Club de lectura.15 de enero: comenzamos...

Club de lectura.15 de enero: comenzamos...

¿Habrá alguien en nuestro mundo occidental que no haya oído hablar de La bella durmiente del bosque? En este segundo trimestre, en el club de lectura os proponemos adentrarnos, disfrutar, aprender y, sobre todo, volver a mirar con ojos nuevos este cuento considerado "infantil". Aunque, ya avisamos desde aquí,  después del primer trimestre a todos nuestros seguidores les quedó claro que los cuentos infantiles tradicionales a menudo tienen poco de infantil, y tras una primera y sutil capa de pintura hay un sustrato de lo más interesante...

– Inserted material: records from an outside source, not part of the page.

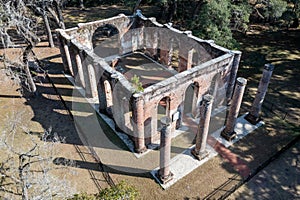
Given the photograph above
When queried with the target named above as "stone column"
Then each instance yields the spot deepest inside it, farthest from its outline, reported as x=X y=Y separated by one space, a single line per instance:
x=195 y=102
x=79 y=68
x=233 y=73
x=139 y=123
x=201 y=138
x=68 y=57
x=92 y=80
x=253 y=116
x=164 y=173
x=190 y=59
x=228 y=132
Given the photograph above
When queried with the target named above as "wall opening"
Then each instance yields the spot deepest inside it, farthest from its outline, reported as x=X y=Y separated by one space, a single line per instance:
x=163 y=109
x=105 y=41
x=190 y=100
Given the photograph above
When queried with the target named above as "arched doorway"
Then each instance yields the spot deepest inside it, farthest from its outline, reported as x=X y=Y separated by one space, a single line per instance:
x=105 y=41
x=173 y=60
x=163 y=109
x=190 y=100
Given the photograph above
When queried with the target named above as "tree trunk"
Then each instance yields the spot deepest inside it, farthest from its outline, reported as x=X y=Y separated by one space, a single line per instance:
x=81 y=5
x=197 y=8
x=59 y=14
x=172 y=10
x=138 y=2
x=48 y=29
x=30 y=81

Así que, a lo largo de las próximas semanas, leeremos en nuestro club las distintas versiones del relato y trataremos de dilucidar qué pertenece a cada autor (Giambattista Basile, Charles Perrault, Jacob y Wilhelm Grimm), veremos cuáles son los orígenes grecolatinos, hebreos e hindúes de algunos de los motivos del cuento, analizaremos su organización ayudándonos de la crítica literaria (volveremos a Propp seguro), lo diseccionaremos desde el psicoanálisis y la crítica feminista (pues ahí hay mucho que decir), y revisaremos las distintas versiones (pictóricas, musicales y fílmicas) que nos ha dejado el cuento a lo largo del siglo XX.
Y seguro que, desde esta durmiente, visitaremos a otros durmientes y soñadores del universo literario.
Ya sabéis que para nosotros (Alejandro y Carolina) esto es un juego. Se trata de acercarnos a los textos literarios desde otra perspectiva, sin pensar en exámenes, clases, currículos. Queremos compartir con vosotros, los alumnos, ese maravilloso hecho que es el acto de leer. Por eso tampoco olvidamos que sois vosotros quienes hacéis posible esta curiosa aventura, y tenéis mucho que decir. Os invitamos a todos a acomparñarnos en el viaje.
El viernes 15, durante el recreo, en el Departamento de Lengua. Os esperamos.